Car manufacturers and other firms that increasingly rely on consumer data to make money could be subject to new EU rules that would force them to share that data with other firms, according to a leaked draft of the plans obtained by euractiv.com.
The plan to upend rules governing how companies can own and share access to customer data has been dogged by delays and squabbles within the European Commission, and was pushed from a November announcement date down to next January.
Companies in a range of industries that have moved to cash in on data will be jarred by the Commission’s bid to change the rules. The executive could wrest control over data away from big firms and make it difficult for them to seal lucrative contract agreements with partnering companies.
Car companies, energy providers and companies that make internet-connected home devices, healthcare services and financial technologies could all be hard hit if the Commission moves to regulate how they access and share large amounts of data, according to the document.
The Commission is wary of allowing manufacturers to “lock in” consumers to deals they cannot opt out of that would give other companies access to their personal data. Car companies that own personal data detailing drivers’ habits could, for example, sell that data to in-car entertainment companies or internet providers that have signed partnerships with the manufacturers.
Consumer groups will likely be happy with that decision. Car companies won’t be. The European Automobile Manufacturers’ Association has argued that car companies should own drivers’ data and be allowed to sell access to it to other firms.
For now, the ideas in the document are not legally binding. But the strategy suggests that the executive is still considering whether or not it will introduce new legislation that would require companies to apply its suggestions on data sharing.
Andrus Ansip, the Commission vice-president in charge of technology policies, told reporters last month that his office is considering proposing a new law about data ownership by next June. After the executive publishes the strategy paper in January, officials in the executive’s technology policy unit will spend several months gathering information to determine whether legislation makes sense.
A new law on data ownership and access would be controversial and could conflict with what some experts have been advising in Brussels. There isn’t enough data on the economic effects that new legislation could have, according to a study the Juncker Commission published last week. The report was commissioned from law firm Osborne Clarke LLP, which recommended that EU policy chiefs hold off on their plans to propose a new law.
As part of the draft plan, the Commission is also considering a proposal to update insurance rules to apply to machines that use huge amounts of data or operate autonomously, like driverless cars.
Firms that take on major risk and benefit from an internet-connected device would be held liable for any problems, while a consumer or anyone who suffers damages would be reimbursed, according to the the strategy.
The executive is also considering legislation to prevent companies from storing data in one EU member state.
As part of a move to get rid of restrictions on where firms keep data in the 28-member state bloc, the executive wants to introduce “enforcement actions” that would stop companies from storing data in one country and preventing it from traveling between different EU states.
The Commission names the “principle of free movement of data within the EU” as a new kind of freedom on a par with the guarantee for the free movement of services, which is already outlined in EU law.

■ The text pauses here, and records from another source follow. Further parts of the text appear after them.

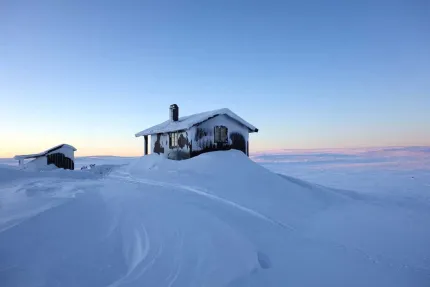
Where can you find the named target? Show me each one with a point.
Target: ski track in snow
(204, 194)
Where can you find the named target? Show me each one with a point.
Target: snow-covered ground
(219, 219)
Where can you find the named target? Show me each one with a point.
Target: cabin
(185, 137)
(61, 156)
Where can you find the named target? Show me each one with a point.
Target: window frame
(220, 134)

The executive has already faced backlash over its plan to lift those restrictions. Some countries including France and Germany pushed back against suggestions to get rid of so-called data localisation. Many companies store their data in only one EU country as part of a business strategy based on the assumption that privacy-conscious consumers think some EU countries have stronger privacy rules.
“In some countries they think they’ll only be able to keep data protected if they keep them inside those countries,” Ansip told reporters last month.